Mercer Wealth, which globally has $160 billion in AUM, plans to boost its AUM in the region to $2-$3bn in the next 2-3 years from the present $1bn, said Yasir AbuShaban, a Dubai-based principal with Mercer Wealth.

Within the next two to three years, we are looking at reaching $2 to $3 billion as a conservative estimate and we do see an opportunity to do so,” said Mr AbuShaban.

Mercer does not directly make investments, but allocates clients’ money they have discretion to, to professional asset managers. They also provide advice to clients.

“We have buying power. We can negotiate on their (client’s) behalf with asset managers to provide them lower fees than they otherwise would have to get on their own,” he added.

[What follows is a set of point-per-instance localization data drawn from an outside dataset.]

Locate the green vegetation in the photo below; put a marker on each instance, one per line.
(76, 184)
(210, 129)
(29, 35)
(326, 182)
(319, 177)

Mercer Wealth’s clients include sovereign wealth funds, family offices, and insurance companies among others.

From its office in Dubai, Mercer also looks after Africa, India and Turkey, where they also see opportunity for growth.

Wealth creation in Middle East and Africa (MEA) grew 8.5 per cent to $8.1 trillion last year from $7.5tn in 2015, higher than last year’s global average of 6 per cent and the second-highest growth in a region after Asia-Pacific which grew 9.9 per cent, according to consultancy Boston Consulting Group (BCG). In the region, where wealth grew just 1.9 per cent in 2015 compared with 2014, a pickup in oil prices has helped in wealth generation.

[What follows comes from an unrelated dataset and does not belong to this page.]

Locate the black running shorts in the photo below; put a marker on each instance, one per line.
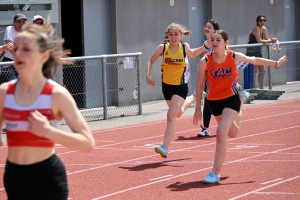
(170, 90)
(216, 106)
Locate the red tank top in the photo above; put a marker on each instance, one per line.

BCG is forecasting MEA wealth will rise to $12tn by 2021, growing at an annual average of 8 per cent.

Drivers of wealth generation in the region will be split evenly between new wealth creation and growth of performance of existing assets, according to BCG.

Another general trend in the region is clients’ looking for a comprehensive approach to investing, according to Mr AbuShaban.

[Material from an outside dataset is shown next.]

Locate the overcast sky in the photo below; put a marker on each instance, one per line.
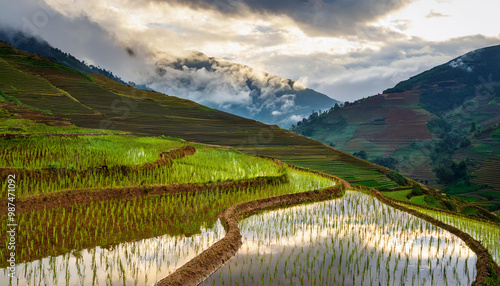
(347, 49)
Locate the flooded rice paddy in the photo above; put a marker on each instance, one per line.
(355, 240)
(134, 263)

“Institutional investors or some of the families are seeing a slowdown in the available capital they have to invest and in that sense they are looking at optimizing the way they manage their portfolios and making sure they are not investing haphazardly and different parts of their investment are working together,” said Mr AbuShaban.

Some clients also have a higher appetite for risk, given the low interest-rate environment that does not provide enough yield for some institutional investors. These clients are keen to invest in illiquid assets, such as private equity and infrastructure.

“What we have seen is a desire for higher returns in what has been a low-return environment specifically in various fixed income or bonds,” he said.

“In this environment, we have seen a de facto increase in the risk that clients are taking in things like illiquid investments, private equity investments, infrastructure and private debt, those kind of investments were higher illiquidity results in incrementally higher returns.”

The Abu Dhabi Investment Authority, one of the largest sovereign wealth funds, said in its 2016 report that has gradually increased its exposure in direct private equity and private credit transactions, mainly in Asian markets and especially in China and India. The authority’s private equity department focused on structured equities owing to “their defensive characteristics.”